Joanne-Stacy EyangoJoanne Stacy Eyango est une jeune étudiante de 18 ans actuellement en deuxième année du programme Europe-Afrique de Sciences-Po Paris. De nationalité camerounaise, elle se considère cependant comme africaine après avoir vécu en Afrique de l’Ouest, du centre et de l’Est. Passionnée et curieuse, elle veut grâce à son expérience personnelle apporter un regard singulier sur l’Afrique et ses interactions avec le reste du monde. Elle est responsable de la Semaine de l’Afrique à l’Association de Sciences-Po pour l’Afrique.

Après avoir effectué des recherches pendant des jours, j’ai présenté mon « coup de gueule » lors d’un concours d’art oratoire. Ce dernier portait sur les relations entre l’Union africaine (UA) et l’Union européenne (UE). Mon travail rendait compte de la situation actuelle et de la quantité de travail que nous avons encore à fournir dans ce domaine. L’un des défis principaux? Corriger l’asymétrie dans les relations entre l’Europe et l’Afrique.

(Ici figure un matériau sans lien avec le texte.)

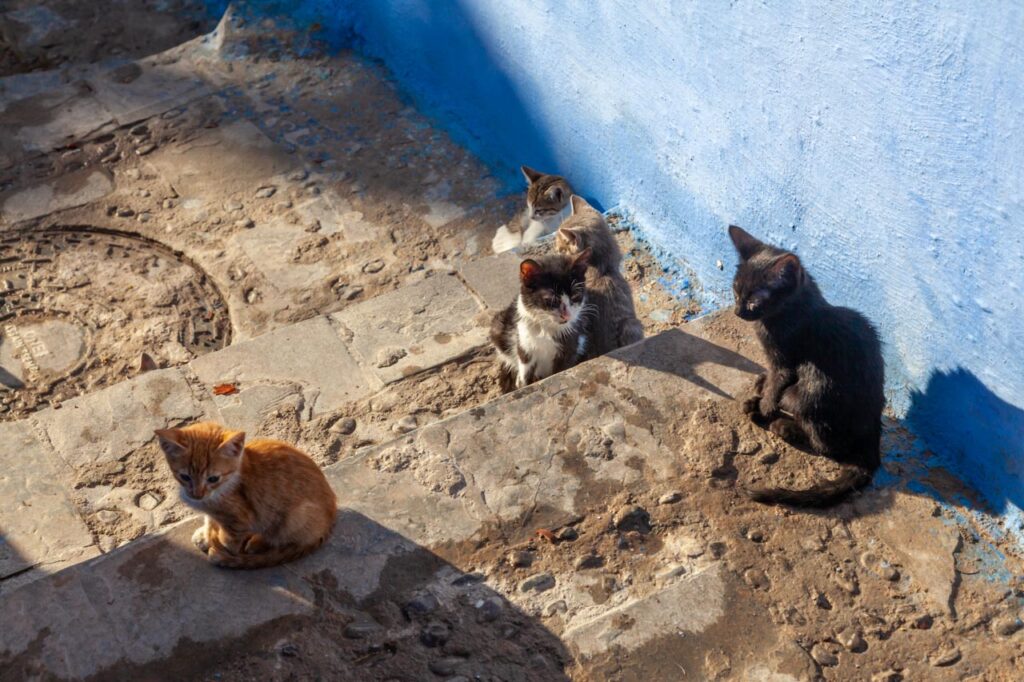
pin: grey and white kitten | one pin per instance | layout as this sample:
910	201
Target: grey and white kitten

Un partenariat est une collaboration équitable entre différents agents autonomes ayant pour but de réaliser un objectif commun. Cependant, les deux conditions citées préalablement ne sont pas respectées. En effet, la question d’une collaboration d’égal à égal est déjà remise en cause quand on sait que plus de 60% du budget de l’UA sont constitués de dons de pays étrangers et que les principaux donateurs sont l’UE et ses états membres. Peut-on être autonome et indépendant quand 60% de nos ressources monétaires dépendent d’un tiers ?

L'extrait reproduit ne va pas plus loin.